Легенда 5. Гоголь любил гоголь-моголь

Вердикт: скорее всего, это правда.

Обед у Собакевича. Черная акварель Петра Соколова к поэме Николая Гоголя «Мертвые души». Начало 1890-х годов Государственная Третьяковская галерея

В 1893 году в журнале «Исторический вестник» был опубликован следующий мемуар: «Из наиболее любимых Гоголем кушаний было козье молоко, которое он варил сам особым способом, прибавляя туда рому (последний он возил с собой во флаконе). Эту стряпню он называл гоголь-моголем и часто, смеясь, говорил: „Гоголь любит гоголь-моголь“»  К. П. Ободовский. Рассказы о Гоголе // Гоголь в воспоминаниях, дневниках, переписке современников. В 3 томах. Т. 3. М., 2013.. Напечатанный в самом конце XIX века материал представлял собой пересказ истории, услышанной от гого­левского знакомого Ивана Федоровича Золотарева в 1870-е годы  Подробнее об этом малоизвестном, но любопытном человеке можно прочитать в: Ю. В. Манн. Гоголь. Кн. 2: На вершине. 1835–1845. М., 2012..  Гоголь и Золотарев жили в одной квартире в Риме в 1837 и 1838 годах — речь тут идет как раз о событиях этого времени. Это единственное упоминание о том, что Гоголь любил гоголь-моголь, и доверять ему полностью мы вряд ли можем. Кроме того, козье молоко с ромом — это не гоголь-моголь. Широко известно воспоминание Ивана Пущина, друга и однокашника Пушкина по Царскосель­скому лицею, о том, как поэт готовил гоголь-моголь: «Я <т. е. Пущин> достал бутылку рому, добыли яиц, натолкли сахару — и началась работа у кипящего самовара»  И. И. Пущин. Записки о Пушкине. Письма. М., 1989.. Это как раз правильный рецепт. 

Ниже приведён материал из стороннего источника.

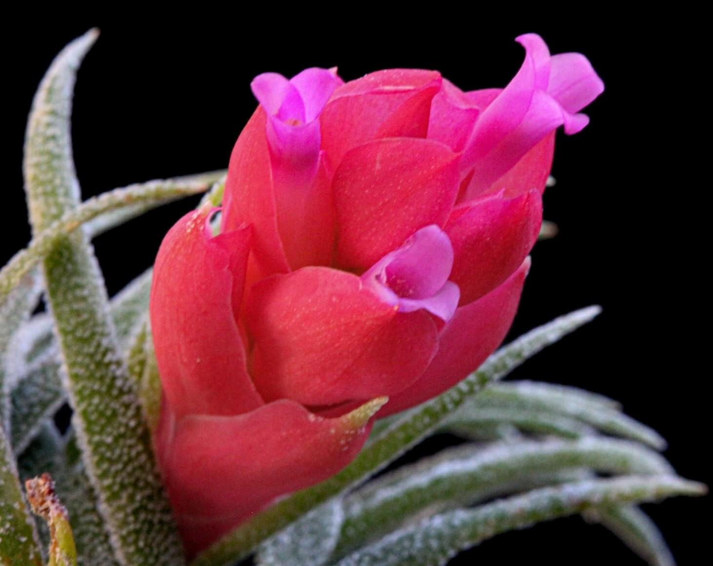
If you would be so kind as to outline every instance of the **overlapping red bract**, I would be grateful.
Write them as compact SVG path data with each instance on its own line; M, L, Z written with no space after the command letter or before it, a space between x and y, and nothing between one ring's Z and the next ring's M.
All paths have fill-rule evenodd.
M502 90L409 69L253 82L220 234L187 215L154 273L156 446L190 554L349 463L373 416L349 410L425 401L505 337L554 131L603 89L583 56L518 41Z

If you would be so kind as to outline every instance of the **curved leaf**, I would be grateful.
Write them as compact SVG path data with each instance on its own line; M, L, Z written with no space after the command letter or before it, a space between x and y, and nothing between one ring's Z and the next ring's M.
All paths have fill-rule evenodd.
M96 38L96 33L90 31L65 48L35 96L24 170L36 234L78 204L69 114L76 70ZM78 443L118 562L179 564L180 541L84 231L58 237L43 268Z
M580 468L610 474L672 473L657 453L626 440L584 438L496 443L444 450L381 476L349 496L334 557L393 530L424 510L471 505L484 496L511 492L533 475Z
M676 566L658 527L636 505L598 507L584 516L605 527L651 566Z
M197 176L196 180L151 181L116 188L98 196L85 201L75 208L69 209L61 218L53 222L32 238L24 250L16 253L0 270L0 301L22 278L51 250L58 239L71 233L90 221L98 221L91 226L92 231L103 231L114 226L117 221L125 221L151 208L181 197L205 192L210 186L211 177ZM102 215L118 212L109 217L110 222L102 219Z
M0 427L0 564L42 566L37 532L27 512L12 450Z
M117 566L109 532L97 510L96 493L84 473L83 465L70 429L60 438L52 425L45 425L20 457L22 477L49 472L56 481L56 490L69 513L76 543L79 566ZM43 522L38 525L41 538L49 543Z
M282 500L241 525L200 555L193 562L194 566L227 566L247 556L273 533L394 461L440 428L453 410L488 383L504 377L525 360L589 322L600 312L599 307L576 310L530 330L501 348L457 385L396 419L339 473Z
M321 566L339 538L344 521L342 500L334 497L266 541L257 566Z
M9 392L14 380L7 375L7 353L10 343L30 315L40 295L39 274L27 273L12 292L0 297L0 427L9 430Z
M657 450L666 448L666 441L658 433L611 405L593 400L591 396L573 394L561 386L530 381L493 384L454 414L452 422L477 420L480 408L492 406L508 407L523 413L545 411L577 419L603 433L631 438Z
M151 270L147 270L111 300L111 319L122 350L148 309L151 275ZM10 373L16 377L11 394L11 430L13 449L19 454L66 400L66 392L50 317L35 317L23 327L13 348Z
M581 513L601 505L701 495L704 486L670 475L588 480L542 487L469 510L434 515L349 555L337 566L443 566L496 535Z

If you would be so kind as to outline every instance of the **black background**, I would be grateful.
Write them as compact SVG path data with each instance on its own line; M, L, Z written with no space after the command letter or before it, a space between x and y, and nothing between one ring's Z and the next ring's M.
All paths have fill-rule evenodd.
M590 22L588 29L582 16L564 25L509 25L501 19L493 24L484 15L378 24L375 17L355 16L337 26L310 23L312 16L302 11L314 9L287 14L275 6L270 17L222 14L180 26L58 19L33 24L21 39L4 36L0 263L29 238L21 159L34 90L54 55L91 25L99 26L102 35L80 71L73 118L85 197L135 181L225 168L254 109L249 84L260 72L291 76L307 66L336 65L349 80L379 69L419 67L438 69L465 90L503 86L522 61L513 39L537 31L553 53L586 54L606 90L586 111L587 128L572 137L558 134L553 171L558 183L545 193L545 217L560 233L533 252L510 338L586 305L601 304L604 313L513 377L620 400L630 415L668 440L666 455L681 475L709 482L709 331L703 293L709 285L707 258L696 249L702 241L694 232L706 213L707 187L694 176L702 154L695 135L706 113L695 100L702 71L682 43L685 34L670 35L677 22L655 33L639 21ZM194 204L171 205L97 238L110 293L151 263L163 234ZM707 559L709 499L670 500L647 510L680 565ZM553 566L640 563L602 528L573 517L498 537L453 564L523 559Z

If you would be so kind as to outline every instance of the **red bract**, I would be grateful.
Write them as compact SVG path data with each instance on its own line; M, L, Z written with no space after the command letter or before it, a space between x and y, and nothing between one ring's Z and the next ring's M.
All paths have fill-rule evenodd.
M523 36L503 90L434 71L252 83L220 233L166 236L151 323L157 449L191 554L338 471L382 417L475 370L507 333L542 220L554 131L603 85Z

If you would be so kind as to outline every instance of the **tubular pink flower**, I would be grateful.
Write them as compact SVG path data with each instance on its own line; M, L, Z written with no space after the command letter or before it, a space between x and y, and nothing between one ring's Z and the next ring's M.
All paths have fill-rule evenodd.
M423 309L448 322L460 297L458 285L448 281L453 258L448 235L432 224L376 262L361 281L401 313Z
M348 464L379 418L476 370L512 323L555 130L603 88L536 35L504 89L420 69L252 82L212 211L161 244L155 444L193 555Z
M604 90L583 56L550 57L535 34L517 41L525 50L523 66L483 109L463 149L461 168L473 171L466 199L488 188L558 126L564 125L566 133L580 131L589 118L576 113Z

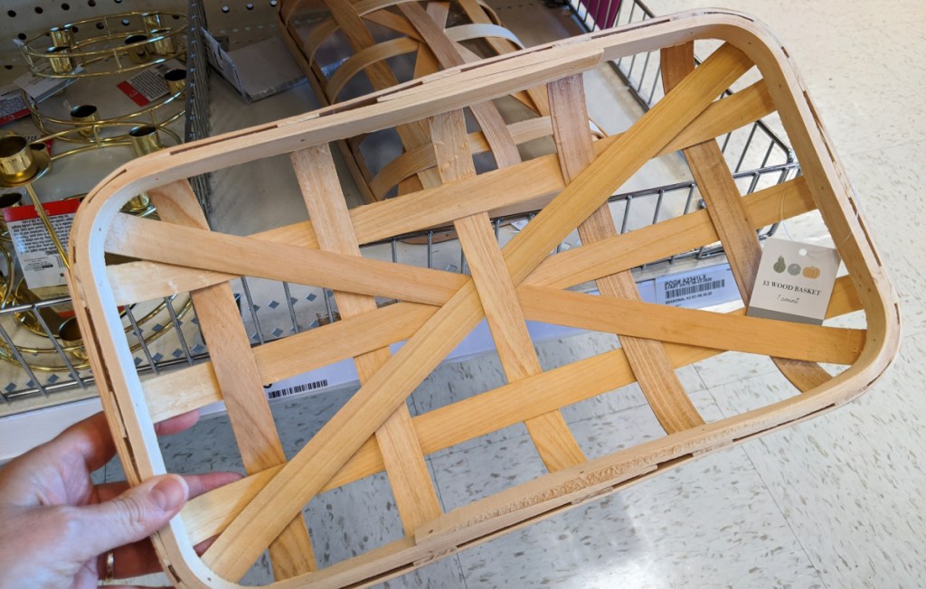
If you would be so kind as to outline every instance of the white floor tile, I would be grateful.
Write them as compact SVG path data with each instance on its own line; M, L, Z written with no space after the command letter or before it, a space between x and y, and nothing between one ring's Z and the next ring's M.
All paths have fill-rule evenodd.
M744 446L827 586L919 587L926 578L924 355L926 337L906 338L859 399Z

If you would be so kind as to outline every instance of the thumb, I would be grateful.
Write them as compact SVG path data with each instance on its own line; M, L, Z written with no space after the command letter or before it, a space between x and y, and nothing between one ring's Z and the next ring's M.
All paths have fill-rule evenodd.
M109 501L81 508L88 558L160 530L180 512L188 494L182 477L168 474L145 481Z

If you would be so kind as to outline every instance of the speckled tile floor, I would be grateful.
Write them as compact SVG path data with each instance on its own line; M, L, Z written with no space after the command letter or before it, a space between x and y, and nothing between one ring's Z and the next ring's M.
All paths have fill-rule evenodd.
M503 4L503 3L495 3ZM653 0L658 14L713 6ZM801 68L902 301L902 352L859 400L822 417L721 450L603 500L450 557L386 587L921 587L926 585L926 3L748 0L726 6L758 17ZM503 6L504 8L504 6ZM537 7L537 10L546 8ZM504 14L503 14L504 18ZM598 336L541 346L545 365L612 343ZM565 352L562 350L565 349ZM558 350L560 351L553 351ZM497 361L442 367L453 391L419 387L411 409L497 385ZM732 379L731 374L746 374ZM707 419L782 395L770 362L724 356L680 373ZM449 394L448 394L449 393ZM319 398L320 399L320 398ZM346 393L275 405L281 431L297 445ZM221 417L165 446L171 462L195 470L183 449L229 440ZM590 455L659 435L635 387L567 413ZM288 433L287 433L288 432ZM224 440L224 441L223 441ZM522 427L428 459L445 509L541 472ZM233 467L233 464L229 464ZM108 474L108 473L107 473ZM115 473L114 473L115 474ZM363 509L348 509L348 497ZM370 477L310 506L309 519L337 531L319 552L350 555L350 529L376 546L401 533L382 479ZM385 506L383 510L382 506ZM387 515L382 515L385 512ZM377 515L379 514L379 515ZM375 520L375 521L373 521ZM375 530L375 532L374 532ZM266 573L258 566L248 579Z

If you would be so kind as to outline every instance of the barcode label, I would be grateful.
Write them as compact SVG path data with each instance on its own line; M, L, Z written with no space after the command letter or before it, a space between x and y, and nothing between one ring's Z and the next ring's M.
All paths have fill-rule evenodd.
M710 282L703 282L701 284L695 284L691 287L682 287L681 288L667 288L666 289L666 299L669 302L673 299L682 299L684 297L690 297L693 294L700 294L708 290L716 290L717 288L722 288L726 286L726 280L711 280Z
M703 309L739 298L730 264L657 276L656 302L661 305Z
M317 380L312 383L306 383L304 385L296 385L294 387L287 387L285 388L271 390L267 393L267 399L281 399L282 397L289 397L290 395L296 395L298 393L316 390L317 388L324 388L325 387L328 387L327 378L323 380Z

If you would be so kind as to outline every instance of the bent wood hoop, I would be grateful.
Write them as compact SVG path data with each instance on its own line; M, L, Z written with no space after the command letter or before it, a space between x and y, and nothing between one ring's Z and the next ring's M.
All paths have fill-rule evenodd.
M329 17L299 26L297 17L323 6ZM277 11L281 34L321 104L344 102L372 90L438 70L504 55L523 48L482 0L283 0ZM469 142L477 172L518 164L553 151L546 92L531 87L467 106ZM396 125L338 141L348 169L369 202L439 185L427 119ZM577 131L579 129L576 129ZM586 120L584 132L600 137ZM490 157L491 156L491 157Z
M362 3L361 3L362 4ZM415 14L412 8L410 14ZM690 42L724 44L694 67ZM625 133L592 141L582 72L662 49L665 98ZM757 67L763 81L721 92ZM557 153L476 175L461 109L545 87ZM776 110L803 176L741 197L715 138ZM427 120L440 182L346 210L331 141ZM419 129L424 130L424 129ZM682 150L707 210L616 235L603 207L641 166ZM187 179L290 153L314 222L249 237L209 231ZM162 221L119 213L142 190ZM500 248L490 216L543 210ZM640 301L628 271L721 240L744 299L765 224L817 210L848 276L828 317L864 313L864 329L789 324ZM471 276L379 262L358 246L453 224ZM551 254L573 229L582 246ZM137 259L107 266L105 252ZM369 584L623 488L705 453L818 415L857 397L897 351L898 306L839 164L787 54L748 17L694 12L450 67L304 116L168 148L132 161L81 205L71 232L70 287L100 395L131 484L164 472L156 421L224 400L247 476L192 500L154 536L171 581L234 587L269 547L275 587ZM228 282L258 276L336 292L341 321L252 349ZM569 290L596 281L601 296ZM210 362L144 383L118 306L192 293ZM372 297L400 302L377 308ZM487 319L507 383L412 417L406 398ZM621 348L542 371L525 320L617 334ZM389 346L405 340L395 354ZM795 385L767 407L707 422L674 371L728 350L771 356ZM288 461L262 384L354 359L360 389ZM817 362L842 364L834 376ZM589 460L560 410L638 382L666 435ZM524 423L548 472L449 512L423 457ZM386 472L405 535L319 568L301 517L319 493ZM193 546L217 535L202 558Z

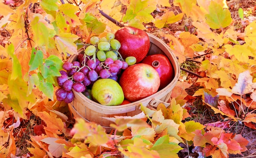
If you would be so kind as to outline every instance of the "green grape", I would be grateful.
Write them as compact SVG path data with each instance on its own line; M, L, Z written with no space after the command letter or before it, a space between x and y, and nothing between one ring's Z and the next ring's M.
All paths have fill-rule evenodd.
M106 38L108 40L111 40L115 38L115 34L112 32L108 32L106 35Z
M99 41L99 38L97 36L92 36L90 39L90 42L92 45L96 45L98 43Z
M85 53L87 56L91 56L94 54L96 51L96 47L95 47L95 46L93 45L91 45L85 49Z
M107 38L106 37L103 37L100 38L99 41L99 42L108 42L108 40L107 40Z
M104 61L107 58L106 53L103 51L99 50L96 53L97 58L101 62Z
M121 47L121 44L120 42L115 39L110 40L110 46L114 49L118 50Z
M136 58L134 56L128 56L125 58L125 61L128 65L131 65L136 62Z
M106 56L107 56L107 58L111 58L114 61L117 60L117 56L116 53L112 51L107 51L106 53Z
M98 49L102 51L108 51L110 48L110 44L108 42L101 42L98 44Z

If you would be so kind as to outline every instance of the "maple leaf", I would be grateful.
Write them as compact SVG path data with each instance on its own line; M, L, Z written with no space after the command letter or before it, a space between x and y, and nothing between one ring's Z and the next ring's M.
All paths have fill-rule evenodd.
M166 10L166 12L161 16L155 18L155 24L158 28L162 28L167 24L172 24L181 20L183 17L183 13L175 15L173 11Z
M169 136L168 135L163 136L157 139L150 150L157 151L161 158L178 158L177 153L183 148L177 143L169 142Z
M49 145L48 147L49 151L53 156L56 158L61 156L62 155L62 152L65 150L64 145L55 142L58 139L55 138L47 137L41 140L41 141Z
M105 129L95 123L88 123L81 118L76 120L76 123L70 131L75 139L85 139L91 144L96 146L106 144L108 138Z
M62 134L64 124L61 118L57 118L57 115L52 112L49 113L46 111L43 111L38 112L37 115L46 123L47 126L44 129L47 134L47 131L54 134Z
M77 54L77 47L74 42L79 37L70 33L61 33L55 36L55 43L60 53L64 54L68 53L70 55Z
M150 14L156 8L157 2L149 0L131 0L123 21L126 22L137 18L140 23L148 23L155 21Z
M252 92L256 88L256 83L252 82L252 76L249 71L246 71L239 74L237 83L231 89L234 94L243 95Z
M209 6L209 13L205 15L206 22L213 29L226 27L232 22L231 13L228 9L212 1Z

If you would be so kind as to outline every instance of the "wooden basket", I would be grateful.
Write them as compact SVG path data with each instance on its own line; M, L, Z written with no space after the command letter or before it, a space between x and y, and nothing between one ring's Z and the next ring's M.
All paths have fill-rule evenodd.
M147 98L131 103L118 106L105 106L90 100L82 93L73 90L75 98L68 104L70 112L74 118L82 118L89 122L94 122L105 127L107 131L111 129L110 125L112 122L102 117L113 117L117 116L133 116L140 113L140 104L145 106L157 107L162 102L167 107L169 101L171 91L176 85L180 75L180 69L177 60L169 47L156 36L148 33L150 47L148 55L160 53L165 55L170 60L174 68L174 78L165 88ZM83 52L83 49L79 50ZM69 61L72 62L77 59L77 55L72 56Z

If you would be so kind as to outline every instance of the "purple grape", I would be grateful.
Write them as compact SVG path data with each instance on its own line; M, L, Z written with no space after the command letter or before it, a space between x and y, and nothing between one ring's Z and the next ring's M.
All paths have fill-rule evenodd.
M107 69L103 69L99 71L99 76L102 78L108 78L110 76L110 73Z
M122 61L122 62L123 62L123 67L121 69L123 70L126 69L126 68L128 67L128 64L124 61Z
M94 70L95 69L96 66L97 66L96 65L96 63L92 59L90 59L88 60L86 65L91 70Z
M101 62L99 60L99 59L96 58L96 65L98 66L99 65Z
M68 75L68 77L71 77L74 75L74 73L76 72L76 69L73 68L70 70L69 71L67 72L67 74Z
M91 70L88 73L88 78L91 81L95 81L98 79L98 73L94 70Z
M72 91L67 91L67 96L64 99L64 101L67 104L70 103L74 100L74 93Z
M62 67L64 70L69 71L72 69L73 66L73 64L70 62L65 62L63 64Z
M115 76L110 76L110 77L108 78L112 79L114 80L115 81L117 82L117 80L118 79L118 77L117 77L117 76L115 75Z
M111 72L117 72L119 70L118 65L114 63L108 66L108 69Z
M101 70L103 69L103 67L102 67L102 66L100 66L100 65L97 65L96 67L96 68L95 68L94 70L96 71L96 72L97 72L97 73L98 73L98 75L99 75L99 71L100 71Z
M61 75L66 75L66 76L67 76L67 71L64 71L64 70L61 70L60 71L60 73L61 73Z
M76 72L73 75L73 78L75 82L81 82L83 80L84 78L84 75L81 72Z
M81 66L81 64L80 64L80 62L78 61L74 61L72 62L72 64L73 64L73 65L75 67L80 67Z
M80 63L82 62L84 59L84 54L79 54L77 55L77 61L79 62Z
M88 86L90 85L92 83L92 81L89 79L88 78L88 76L86 76L83 78L83 83L85 86Z
M90 70L88 67L84 67L80 70L79 72L81 72L85 76L88 74L88 72L89 72L89 71Z
M58 101L61 101L64 100L67 96L67 91L63 88L59 88L55 92L56 98Z
M63 88L67 91L71 90L73 87L73 82L71 80L67 80L63 85Z
M83 92L86 90L86 87L82 83L75 82L73 84L73 89L78 92Z
M111 64L113 64L114 63L114 60L112 59L112 58L108 58L106 59L106 60L104 61L105 64L106 65L109 65Z
M57 82L60 87L63 87L63 84L67 80L67 76L65 75L61 75L57 78Z
M123 67L123 62L121 60L116 60L114 61L114 63L118 65L119 69L121 69Z

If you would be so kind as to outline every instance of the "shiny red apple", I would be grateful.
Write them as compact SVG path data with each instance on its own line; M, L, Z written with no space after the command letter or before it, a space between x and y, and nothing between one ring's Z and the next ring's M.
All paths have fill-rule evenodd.
M116 32L115 39L121 47L118 50L124 59L128 56L136 58L136 63L141 61L149 50L150 41L144 31L131 27L124 27Z
M173 67L169 59L164 55L155 54L146 57L141 62L152 66L160 76L159 89L165 87L173 79Z
M160 85L160 77L151 66L136 64L124 71L119 84L123 89L125 98L133 102L157 92Z

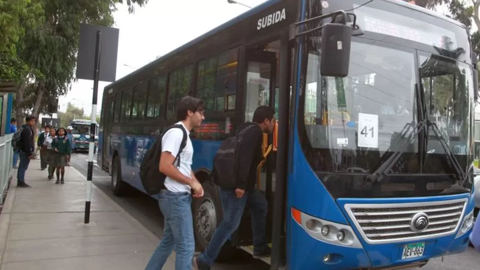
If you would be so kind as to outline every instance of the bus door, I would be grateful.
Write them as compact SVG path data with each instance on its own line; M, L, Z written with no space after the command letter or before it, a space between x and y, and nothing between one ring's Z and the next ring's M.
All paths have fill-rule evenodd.
M273 42L272 42L273 43ZM271 43L270 43L271 44ZM268 46L266 46L268 47ZM253 112L260 105L267 105L275 107L275 93L277 87L277 53L262 49L247 50L246 52L246 78L245 81L245 121L251 121ZM268 145L272 143L272 136L264 134L264 146L266 151ZM268 159L261 168L259 168L259 177L257 179L256 188L259 189L269 202L269 216L267 218L267 230L271 227L271 207L273 205L272 175L275 165L273 151L268 155ZM272 166L273 165L273 166ZM246 210L242 221L237 231L232 237L232 244L235 246L242 246L247 252L253 252L253 241L251 229L251 215L248 209ZM268 240L271 240L270 234L267 234Z
M114 98L114 96L110 97L105 101L105 104L103 108L105 112L103 119L102 119L102 126L103 126L102 127L103 129L101 138L102 147L101 148L98 147L98 153L101 155L101 166L104 169L107 170L107 171L110 171L110 164L112 162L110 160L111 155L110 140L112 137L112 125L113 124ZM100 138L99 138L99 143L100 139ZM101 153L100 151L101 151Z

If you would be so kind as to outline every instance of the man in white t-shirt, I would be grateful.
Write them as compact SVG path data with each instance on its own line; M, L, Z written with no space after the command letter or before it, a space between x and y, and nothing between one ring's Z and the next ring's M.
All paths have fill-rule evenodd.
M187 143L179 155L180 165L176 157L183 139L183 131L171 128L162 138L160 171L166 175L166 189L159 195L159 205L165 219L163 238L154 252L145 270L162 269L167 259L175 250L176 270L190 270L195 252L193 222L191 204L192 192L194 197L203 196L203 188L191 170L193 148L190 131L198 127L204 119L203 103L187 96L177 105L177 119L187 133Z

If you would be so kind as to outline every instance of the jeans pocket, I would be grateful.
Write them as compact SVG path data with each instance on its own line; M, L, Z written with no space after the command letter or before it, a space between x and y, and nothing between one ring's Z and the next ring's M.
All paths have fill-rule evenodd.
M165 198L161 198L158 200L158 205L160 208L160 211L163 215L165 219L169 218L171 216L171 203L170 199Z

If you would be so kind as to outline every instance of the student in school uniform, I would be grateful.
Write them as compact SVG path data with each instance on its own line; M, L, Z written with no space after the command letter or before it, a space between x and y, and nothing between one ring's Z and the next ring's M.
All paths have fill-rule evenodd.
M67 135L65 128L60 127L57 130L57 136L52 142L52 147L57 154L55 159L57 167L57 181L55 184L64 184L65 166L67 159L72 152L72 142ZM60 177L61 174L61 178Z
M42 148L43 154L45 155L47 164L48 165L49 180L53 178L53 173L55 172L55 168L57 166L56 163L57 153L55 151L55 149L52 147L52 143L56 136L56 133L57 131L55 130L55 128L52 127L50 129L48 136L45 138L45 142L43 142Z

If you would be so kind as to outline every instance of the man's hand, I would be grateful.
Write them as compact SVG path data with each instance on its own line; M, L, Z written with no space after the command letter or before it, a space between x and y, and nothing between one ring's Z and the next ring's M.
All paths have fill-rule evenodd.
M201 185L200 185L200 186L201 187L202 186ZM200 191L199 191L198 192L194 192L192 196L194 198L201 198L203 197L203 194L204 194L203 187L202 187L202 188L201 189Z
M199 183L198 181L195 181L195 180L192 181L192 184L190 184L190 187L192 188L192 190L193 191L193 194L195 194L195 196L199 196L201 194L202 196L203 196L203 187L202 186L202 185Z
M237 198L241 198L243 197L244 194L245 194L245 190L236 189L235 190L235 194L236 195Z

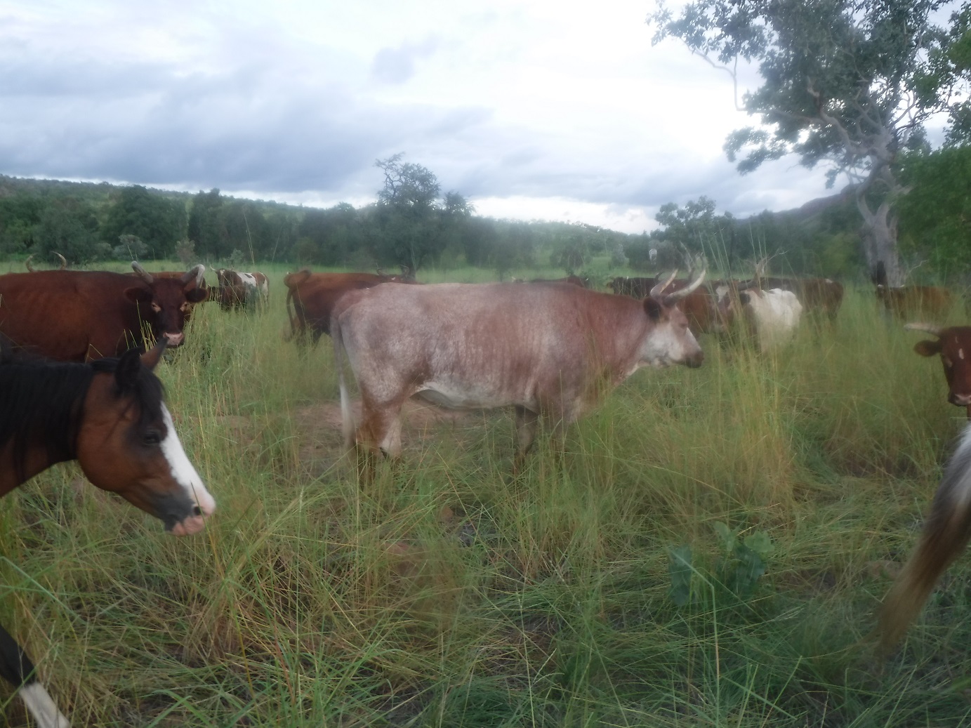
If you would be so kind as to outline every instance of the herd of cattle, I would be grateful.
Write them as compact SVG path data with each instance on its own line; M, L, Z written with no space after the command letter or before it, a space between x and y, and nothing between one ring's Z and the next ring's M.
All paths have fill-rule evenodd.
M30 355L88 361L120 355L146 340L181 346L192 308L204 301L226 310L259 309L269 297L260 273L218 270L218 285L210 287L202 265L185 272L150 273L137 262L132 268L130 274L62 266L0 275L0 337ZM376 455L399 454L402 406L416 396L452 409L514 408L514 469L519 469L541 417L561 437L567 425L638 368L700 366L704 354L696 336L739 337L764 352L788 340L804 314L818 325L834 323L844 295L843 286L828 279L769 278L757 269L748 281L705 278L704 270L686 279L676 273L663 279L616 278L608 283L613 292L605 293L573 276L419 284L380 273L305 269L284 279L287 338L316 343L321 334L332 337L344 433L349 448L357 451L362 481L373 477ZM971 419L971 327L934 322L949 313L951 294L932 286L878 285L876 295L888 315L908 321L908 329L933 335L915 349L940 355L950 401L967 408ZM912 322L913 317L926 320ZM356 428L345 361L361 395ZM928 531L919 565L907 572L915 583L922 579L921 600L943 568L939 555L954 558L968 541L971 434L958 455L934 507L939 521L956 524L959 515L956 536L947 536L945 549ZM918 593L907 583L889 604L897 605L899 594ZM898 612L911 618L919 607L912 600ZM906 627L901 618L891 623L888 616L885 625L891 637Z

Если же говорить о гастрономических пристрастиях Гоголя, то мы точно знаем, что он очень любил макароны (и вообще поесть). «Большой лакомка, он очень любил некоторые блюда, свои, малороссийские, и макароны, которые умел приготовлять сам, как самый искусный неаполитанец», — вспоминала Александра Осиповна Смирнова-Россет, фрейлина и знаменитая красавица того времени  В. П. Горленко. Воспоминания г-жи Смир­новой о Гоголе // Гоголь в воспоминаниях, дневниках, переписке современников. В 3 томах. Т. 2. М., 2012.. Михаил Петрович Погодин, посетивший Гоголя в Риме в 1839 году, вспоминает об их совместных итальянских обедах как о настоящих священнодействиях:

«Он садится за стол и приказывает: макарон, сыру, масла, уксусу, сахару, горчицы, равиоли, броккали… Мальчуганы начинают бегать и носить к нему то то, то другое. Гоголь, с сияющим лицом, принимает все из их рук за столом, в полном удовольствии, и распоряжается: рас­кладывает перед собой все припасы, — груды перед ним возвышаются всякой зелени, куча стклянок со светлыми жидкостями, все в цветах, лаврах и миртах. Вот прино­сятся макароны в чашке, открывается крышка, пар повалил оттуда клубом. Гоголь бросает масло, которое тотчас расплывается, посыпает сыром, стано­вится в позу, как жрец, готовящийся совершать жертвоприношение, берет ножик и начинает разрезывать…»  М. П. Погодин. Отрывок из записок. О жизни в Риме с Гоголем и Шевыревым в 1839 году // Гоголь в воспоминаниях, дневниках, пере­писке современников. В 3 томах. Т. 2. М., 2012.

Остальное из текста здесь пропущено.